Put differently, Christian theology, and therefore Christian eschatology and anthropology, is responsible in its context but not in any straightforward way responsible to its context.
The question, therefore, for Christian eschatology and anthropology in postmodernity is not what may still be said by CHristian theology in the postmodern condition: ‘the possibility of speech about God can be founded on nothing less than God’s own speaking’. That means that in one important sense, Christian theology in postmodernity must, as Barth once put it, carry on ‘as if nothing had happened.’
In Barth’s case, this was not because nothing had happened; indeed, what had happened in Barth’s context was very grave indeed. But Barth knew better than almost anyone in his context that what that context required was the service of a theology which was theological to the bone, which did not allow its context, however stringent, to distract it from the task of clarifying the Christian confession, precisely so that it could indicate to its culture the word of judgment and grace spoken to it by the gospel.

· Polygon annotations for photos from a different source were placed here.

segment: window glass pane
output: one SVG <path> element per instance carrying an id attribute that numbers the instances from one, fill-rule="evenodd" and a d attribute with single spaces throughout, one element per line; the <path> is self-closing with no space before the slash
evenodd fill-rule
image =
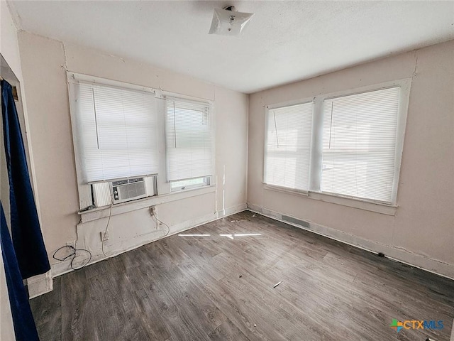
<path id="1" fill-rule="evenodd" d="M 170 183 L 170 187 L 172 191 L 196 188 L 197 187 L 206 186 L 208 185 L 209 185 L 209 177 L 172 181 Z"/>
<path id="2" fill-rule="evenodd" d="M 323 102 L 322 192 L 391 202 L 399 91 Z"/>
<path id="3" fill-rule="evenodd" d="M 166 107 L 167 180 L 212 175 L 214 141 L 209 104 L 168 98 Z"/>
<path id="4" fill-rule="evenodd" d="M 82 82 L 70 86 L 84 182 L 157 173 L 154 94 Z"/>
<path id="5" fill-rule="evenodd" d="M 270 109 L 265 182 L 308 190 L 313 104 Z"/>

Theology’s task, in other words, is neither apologetic nor revisionary, but exegetical and dogmatic, busying itself quietly and confidently with its proper concerns, not in order to sidestep the exigencies of whatever its host culture may be, but precisely so as to be able to address them with the right kind of Christian specificity, determination and hope.
Webster’s point is actually stronger than Barth’s, as the latter does include a (brief) return to the other disciplines, at least in his theological anthropology. But in that sense, Barth’s thought functions as a caution about a temptation which is ever present and all the more dangerous for its subtlety than for its transparency, which Barth’s contemporaries still managed to miss.